Pénalités : Grenoble 8′ (2′, 4′, 2′), Dijon 0′ (0′, 0′, 0′)
Tirs cadrés : Grenoble 25 (9, 6, 5, 5), Dijon 38 (10, 10, 15, 3)
Évolution du score :
0-1 à 30’32 » : Rech assisté de Gascon et Buysse
1-1 à 38’13 » : Sivic assisté de Lafrance et Lessard
2-1 à 53’10 » : Baylacq assisté de Chouinard et Petit
2-2 à 57’58 » : Mielonen assisté de Gascon et Rech
Tirs au but :
Grenoble : Chouinard (raté), Bouchard (raté), Treille (raté), Gervais (raté), Chouinard (raté).
Dijon : Gascon (raté), Salmivirta (raté), Mielonen (raté), Rech (raté), Salmivirta (réussi)
Grenoble
Gardien : Michal Zajkowski
Défenseurs : Pierre-Luc Lessard – Stéphane Gervais ; Sam Roberts – Dominic Jalbert ; Nicolas Favarin (4′) – Pierre-Antoine Simonneau (2′).
Attaquants : Mitja Sivic [puis Baylacq] – Felix Petit – Eric Chouinard (C) ; Danick Bouchard – Toby Lafrance – Jordann Perret [puis Sivic] ; Yorick Treille (A) (2′) – Christophe Tartari (A) – Julien Baylacq [puis Perret] ; Hampus Gustafsson – Romain Chapuis.
Remplaçants : Jimmy Darier (G), Arnaud Faure, Victor Orset, Aubin Lamirault. Absent : Quentin Scolari (suspendu).
Dijon
Gardien : Henri-Corentin Buysse
Défenseurs : Thomas Roussel – Juho Mielonen ; Benoît Quessandier (A) – Adam Sedlak ; Quentin Mahier.

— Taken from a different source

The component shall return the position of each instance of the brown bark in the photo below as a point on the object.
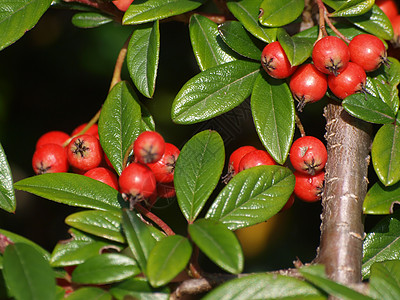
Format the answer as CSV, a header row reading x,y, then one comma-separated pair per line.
x,y
342,231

Attaquants : Anthony Rech – Mathieu Briand – Martin Gascon (C) ; Ilpo Salmivirta – Sébastien Gauthier – Steven Cacciotti (A) ; Alexandre Mulle – Kevin Bergin – Romain Gutierrez ; Aram Kevorkian.
Remplaçants : Julian Barrier-Heyligen (G), Mathis Chiappino, Arthur Montenoise, Bastien Lardière. Absent : Olivier Dame-Malka (suspendu).